Что такое любовь? (Потапенко)/ДО
← Постная колбаса | Что такое любовь? : Разсказъ отца діакона | Двѣнадцатый → |
Источникъ: Потапенко И. Н. Въ деревнѣ. — Одесса: Типографія «Одесскаго Листка», 1887. — С. 34. |
— Вотъ вы удивляетесь нашимъ деревенскимъ бракамъ, говорите, что у насъ браки происходятъ безъ любви!.. Не согласенъ я съ вами, нѣтъ, не согласенъ; я думаю, что у насъ самая настоящая любовь и есть.
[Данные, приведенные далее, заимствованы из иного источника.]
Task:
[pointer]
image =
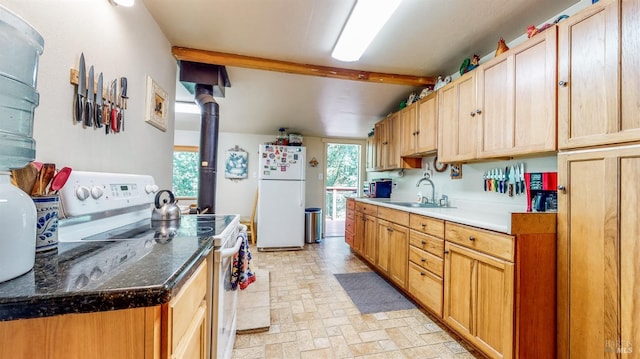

Конечно, у насъ не такъ, совершенно не такъ, какъ у васъ. У васъ… гм… Сначала это онъ около нея похаживаетъ, да разные разводы разводитъ, а она ломается… Потомъ это она, значитъ, сдалась уже и съ полгода этакъ его за носъ водитъ, а по нашему — голову морочитъ… Дескать — и молода я очень, и страшно мнѣ, и въ чемъ дѣло не знаю, и чего вы отъ меня хотите, не понимаю… Вретъ она, бестія, врательски вретъ… Все она даже очень хорошо понимаетъ, и чего отъ нея хотятъ, давно соображаетъ. Ну, а нельзя же безъ мороченья!.. А онъ-то думаетъ, что и въ самомъ дѣлѣ такъ, и млѣетъ, по душѣ у него жаръ разливается… А конецъ все тотъ-же. И скажу вамъ, что хотя-бы онъ около нея три года ходилъ, а все-же не знаетъ, что найдетъ. Женится, вотъ тогда она ужь и покажетъ ему товаръ лицомъ, проявится въ настоящемъ свѣтѣ… И бываетъ такъ, что человѣку пять лѣтъ голову морочили, а глядишь — обвѣнчались, анъ онъ уже и пятки показалъ, потому настоящей-то она ему только теперь предстала. У насъ этого мороченья не бываетъ, потому — некогда. А между прочимъ — живемъ и плодимся и наполняемъ землю. Да вотъ я вамъ про себя разскажу, коли вамъ не лѣнь послушать!..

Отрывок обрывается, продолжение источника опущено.